Sunday, June 1, 2008

Is it fresh to pop?

wusspie: I am of the belief that an upturned shirt collar enhances one’s attractiveness and relative coolness. When I see a young gentleman with the collar on his shirt, usually of a polo variety, “popped,” he is generally accompanied by a beautiful girl wearing Ugg boots and/or a posse of similarly dressed males, all seemingly intelligent and certainly well-groomed. I have always wanted to be a “cool dude” and I think this is an appropriate first step in reaching that goal. Fresh, what do you think about my idea?


Bone Fresh: Wusspie. I understand your desire to be one of the “cool dudes,” and I recognize that you do need all the help that you can get on that front. So it makes sense for you to always be on the lookout for anything that might increase your social standing, however moderately. I'm not surprised that you've identified the popped collar as something that might attract attention when you’re out on the town.

And you’re right. It will attract attention. Everyone at the bar with even a modicum of intelligence (and not otherwise in an alcohol induced stupor making them unable to wipe their own drool from their lips and rendering them capable of thought rising only to the instinctive impulse for self-preservation) will immediately be able to identify you as a grade-A, unmitigated and unredeemable douche bag.

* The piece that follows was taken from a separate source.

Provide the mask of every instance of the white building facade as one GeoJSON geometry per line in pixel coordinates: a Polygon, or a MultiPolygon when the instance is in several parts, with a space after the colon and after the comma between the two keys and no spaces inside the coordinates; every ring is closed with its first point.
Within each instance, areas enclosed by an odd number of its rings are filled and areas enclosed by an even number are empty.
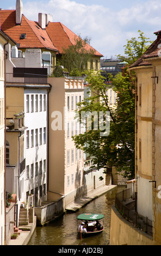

Next time you see one of these “seemingly intelligent” males, clad in such ridiculous attire, take another close look at him. What you identify as intelligence is actually the completely baseless self-confidence that results from his own ignorance of the world and the customs of regular society. His is stupidity that goes beyond that which arises naturally in a person and is instead a result of active rejection of all forms of critical and independent thought. Only someone so actively oblivious would willingly sport a fashion so gaudy, useless, and consistently and uniformly derided by both the stylish and style-less.


Roamless Hudson: I think I agree with Fresh on this one. Just yesterday, I was chillin’ at the pool when I noticed a dude across the way gathering up his things to head off to somewhere even cooler. After he pulled on his polo shirt, he left his collar up, as if to say, “I don’t even know I’m supposed to unpop this piece of fabric.” What really got me on this one was that he carefully spent a few hours perfecting his neck tan, only to cover up the fruits of his strenuous and consuming labor. So, wusspie, keep the collar unpopped, if only to reap the rewards of your neck tan.

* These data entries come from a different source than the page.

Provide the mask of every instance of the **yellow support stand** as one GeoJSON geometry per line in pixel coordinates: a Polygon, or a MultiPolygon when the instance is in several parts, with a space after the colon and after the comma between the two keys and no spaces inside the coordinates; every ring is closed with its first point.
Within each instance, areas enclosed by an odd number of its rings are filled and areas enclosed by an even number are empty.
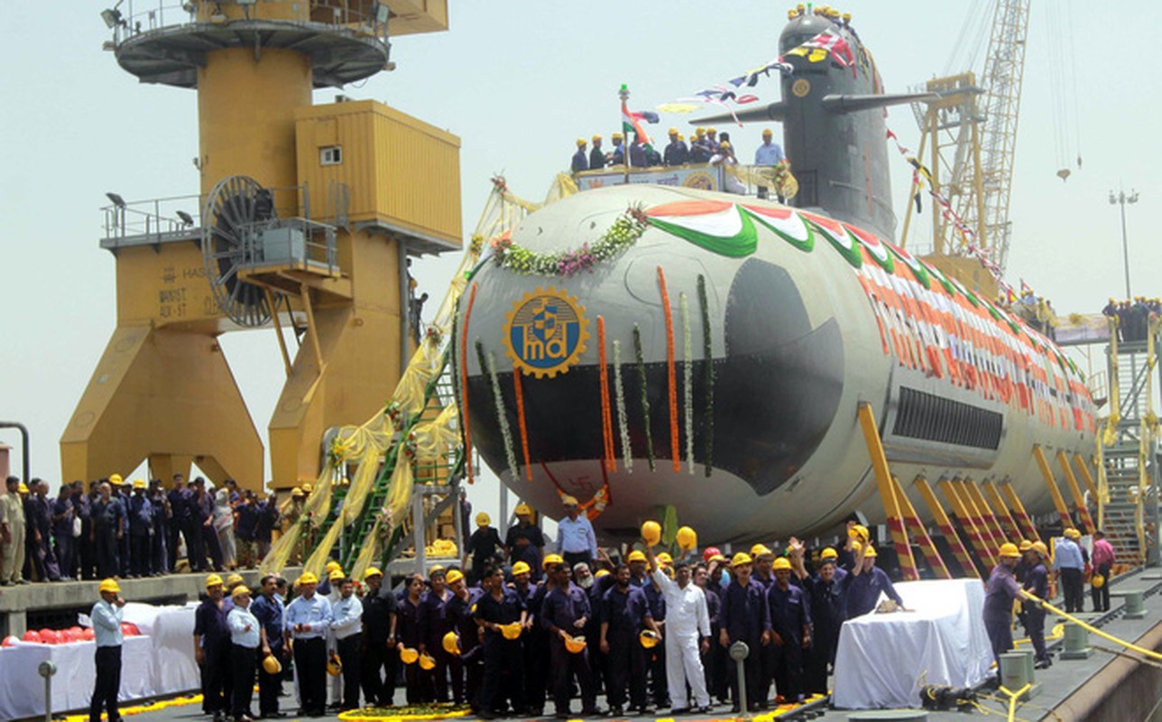
{"type": "Polygon", "coordinates": [[[960,536],[956,534],[955,527],[952,526],[952,520],[945,513],[944,507],[940,506],[940,500],[937,499],[937,494],[932,491],[932,486],[928,480],[924,477],[916,477],[912,481],[916,488],[920,492],[920,498],[924,499],[924,503],[928,506],[928,510],[932,512],[932,517],[937,521],[937,527],[940,529],[941,534],[948,541],[948,545],[952,546],[952,553],[956,557],[956,564],[960,565],[960,570],[967,577],[981,578],[980,571],[977,571],[976,565],[973,563],[973,558],[968,555],[968,550],[964,549],[964,544],[960,541],[960,536]]]}
{"type": "Polygon", "coordinates": [[[924,552],[924,558],[927,560],[932,573],[939,579],[952,579],[948,567],[945,565],[944,559],[940,558],[940,552],[937,551],[937,545],[932,543],[932,537],[928,536],[928,530],[924,528],[924,522],[920,521],[919,514],[916,513],[916,507],[912,506],[912,502],[908,499],[908,494],[904,493],[904,487],[899,485],[899,479],[892,477],[891,486],[896,491],[896,503],[904,514],[904,522],[911,530],[912,537],[920,545],[920,550],[924,552]]]}
{"type": "Polygon", "coordinates": [[[1013,491],[1013,485],[1005,481],[999,486],[1000,493],[1004,494],[1005,501],[1009,502],[1009,508],[1013,510],[1013,516],[1017,517],[1017,522],[1025,532],[1025,538],[1034,542],[1041,538],[1041,535],[1037,531],[1037,524],[1033,523],[1033,519],[1030,517],[1028,512],[1025,510],[1025,505],[1020,502],[1020,498],[1017,495],[1017,492],[1013,491]]]}
{"type": "Polygon", "coordinates": [[[1041,451],[1041,446],[1033,446],[1033,458],[1037,459],[1037,465],[1041,467],[1041,476],[1045,477],[1045,485],[1049,487],[1049,494],[1053,496],[1053,506],[1057,508],[1057,516],[1061,517],[1061,523],[1064,528],[1074,526],[1074,520],[1069,517],[1069,508],[1066,507],[1066,500],[1061,498],[1061,489],[1057,488],[1057,482],[1053,478],[1053,470],[1049,469],[1049,462],[1045,458],[1045,451],[1041,451]]]}
{"type": "Polygon", "coordinates": [[[989,505],[996,512],[997,520],[1004,528],[1005,534],[1009,535],[1009,538],[1011,539],[1025,538],[1025,535],[1021,532],[1020,527],[1013,520],[1012,515],[1009,514],[1009,507],[1005,506],[1005,502],[1000,498],[1000,492],[997,491],[996,485],[992,484],[992,481],[984,481],[981,484],[981,488],[984,489],[984,498],[989,500],[989,505]]]}
{"type": "Polygon", "coordinates": [[[1069,465],[1069,457],[1060,449],[1057,450],[1057,463],[1061,464],[1061,471],[1066,472],[1066,484],[1069,486],[1069,493],[1074,496],[1074,506],[1077,507],[1077,519],[1085,527],[1083,531],[1085,534],[1093,534],[1097,531],[1097,527],[1093,526],[1093,520],[1089,515],[1089,508],[1085,506],[1085,496],[1082,495],[1082,489],[1077,486],[1074,469],[1069,465]]]}
{"type": "Polygon", "coordinates": [[[908,539],[908,530],[904,529],[903,517],[899,513],[899,503],[891,482],[891,470],[888,467],[888,457],[883,452],[883,444],[880,441],[880,428],[871,412],[871,405],[861,401],[859,406],[860,427],[863,429],[863,441],[868,448],[868,457],[871,459],[871,469],[875,471],[876,485],[880,488],[880,499],[883,500],[883,508],[888,515],[888,530],[891,532],[891,542],[896,548],[896,556],[899,558],[899,570],[904,579],[919,579],[919,571],[916,569],[916,558],[912,557],[912,546],[908,539]]]}
{"type": "Polygon", "coordinates": [[[994,550],[985,542],[980,524],[973,519],[973,514],[960,495],[960,489],[947,479],[941,479],[937,486],[940,487],[940,491],[944,492],[945,498],[952,505],[953,513],[960,519],[961,527],[968,531],[968,543],[976,551],[977,558],[989,569],[996,566],[996,558],[992,556],[994,550]]]}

wusspie: Well, Roamless, you’ve just pointed out a positive aspect of the popped collar: functionality. During the summer months it can be used to deflect the harsh rays of the sun from the delicate skin on the back of your neck. In the winter it helps to block cold and bitter winds that can sap precious body heat. And to be perfectly honest, Fresh, you’re not always the first person I consult on matters of style… I was just hoping, in this case, to get an unbiased opinion from someone I consider trustworthy. I should have known better.

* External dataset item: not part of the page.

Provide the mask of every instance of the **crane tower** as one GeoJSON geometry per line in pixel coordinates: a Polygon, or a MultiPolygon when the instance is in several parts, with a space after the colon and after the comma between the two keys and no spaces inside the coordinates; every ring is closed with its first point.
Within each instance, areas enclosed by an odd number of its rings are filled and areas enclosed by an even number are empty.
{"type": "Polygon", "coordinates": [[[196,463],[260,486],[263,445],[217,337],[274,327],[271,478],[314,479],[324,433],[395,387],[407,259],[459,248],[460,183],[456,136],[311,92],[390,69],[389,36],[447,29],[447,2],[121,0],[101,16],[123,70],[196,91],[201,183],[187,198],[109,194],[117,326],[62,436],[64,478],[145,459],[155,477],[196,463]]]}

Bone Fresh: The fact that you don’t consult me on matters of style and the fact that you’ve even for the briefest of instants considered sporting the popped collar both speak to the same element of your character: you’re not always the brightest bulb in the box.

But, believe it or not, you’ve actually inadvertently stumbled upon the one legitimate reason for the popped collar. (I personally don’t believe it, but I guess even a blind squirrel finds a nut once in a while.) That is, protection from the elements. Indeed, the first recorded sightings of popped collars were upon tennis professionals who turned them up to prevent sunburned necks.

This limited functionality is not a justification for the popped collar in social situations however. After all, it is only after the sun has gone down that the collars come up. When was the last time you needed to protect your neck from UV rays while swilling cheap domestic beer from a thin plastic cup in a crowded meat-market? And I’m willing to bet that those who currently wear popped collars only play with balls far from the well manicured grass courts of Wimbledon.

You’re more than welcome to not take my advice and in fact, doing so would probably be doing everyone else a favor. They’ll know to avoid you at all costs, an option I regrettably never have.